Carl Spitzweg – The Bookworm 1
How often do we become an caricature of our passions? Are we compared to those of old who are considered peculiar or strange? When we look at those who are so predisposed the following quote from John Earle’s Microcosmography satire on the Antiquary is cruelly witty and might feel too close to home. Yet we know that we are following a trail that is full of wonders and adventures and our tendencies are to Bibliophilia rather than Bibliomania! 2
He is a man strangely thrifty of time past, and an enemy indeed to his maw, whence he fetches out many things when they are now all rotten and stinking. He is one that hath that unnatural disease to be enamoured of old age and wrinkles, and loves all things (as Dutchmen do cheese), the better for being mouldy and worm-eaten. He is of our religion, because we say it is most antient; and yet a broken statue would almost make him an idolater. A great admirer he is of the rust of old monuments, and reads only those characters, where time hath eaten out the letters. He will go you forty miles to see a saint’s well or a ruined abbey; and there be but a cross or stone foot-stool in the way, he’ll be considering it so long, till he forget his journey. His estate consists much in shekels, and Roman coins; and he hath more pictures of Cæsar, than James or Elizabeth. Beggars cozen him with musty things which they have raked from dung-hills, and he preserves their rags for precious relics.

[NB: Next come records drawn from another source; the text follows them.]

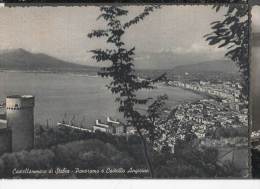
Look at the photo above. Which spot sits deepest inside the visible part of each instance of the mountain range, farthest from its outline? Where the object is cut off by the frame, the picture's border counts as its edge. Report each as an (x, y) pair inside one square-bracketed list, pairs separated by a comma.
[(23, 60)]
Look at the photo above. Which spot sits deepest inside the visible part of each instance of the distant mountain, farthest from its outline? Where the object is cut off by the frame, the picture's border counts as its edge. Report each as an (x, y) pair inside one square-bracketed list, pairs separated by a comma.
[(20, 59), (223, 66)]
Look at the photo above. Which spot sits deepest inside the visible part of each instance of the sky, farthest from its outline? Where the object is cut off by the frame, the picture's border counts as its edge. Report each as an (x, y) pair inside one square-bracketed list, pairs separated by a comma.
[(173, 34)]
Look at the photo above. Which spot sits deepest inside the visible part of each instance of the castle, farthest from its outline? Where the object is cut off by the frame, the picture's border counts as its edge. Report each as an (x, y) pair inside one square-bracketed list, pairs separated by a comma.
[(17, 124)]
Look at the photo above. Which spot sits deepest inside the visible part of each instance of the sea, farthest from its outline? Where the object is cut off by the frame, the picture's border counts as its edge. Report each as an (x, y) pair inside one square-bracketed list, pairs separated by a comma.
[(81, 98)]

He loves no library, but where there are more spiders’ volumes than authors’, and looks with great admiration on the antique work of cobwebs. Printed books he contemns, as a novelty of this latter age, but a manuscript he pores on everlastingly, especially if the cover be all moth-eaten, and the dust make a parenthesis between every syllable. He would give all the books in his study (which are rarities all), for one of the old Roman binding, or six-lines of Tully in his own hand. His chamber is hung commonly with strange beasts’ skins, and is a kind of charnel-house of bones extraordinary; and his discourse upon them, if you will hear him, shall last longer. His very attire is that which is the eldest out of fashion. He never looks upon himself till he is grey-haired, and then he is pleased with his own antiquity. His grave does not fright him, for he has been used to sepulchres, and he likes death the better, because it gathers him to his fathers. 3
Originally published in 1628, our library has the 1897 reprint of the 1811 Dr. Bliss’s edition of Microcosmography. This is an interesting tome with descriptions of various and sundry personalities. Take a look and see who else John Earle described and see if you find other familiar characters.
- Title: Microcosmography : Piece of the world discovered – Or, a Piece of the World Characterized; in Essays and Characters / by John Earle … A reprint of Dr. Bliss’s edition of 1811. With a preface and supplementary appendix by S.T. Irwin.
- Bristol, London: W. Crofton Hemmons: Simpkin, Marshall, Hamilton, Kent & co., ltd., 1897.
- Language: English
- Setting: Classical, Caricature
- DLWA Call Number: PR2270.E15 M5 1897
- The Bookworm (German: Der Bücherwurm) is an 1857 oil-on-canvas painting by the German painter and poet Carl Spitzweg.
- See the following Wikipedia reference for the difference between the two Link:
- Microcosmography, ibid, 1897 – Page 20.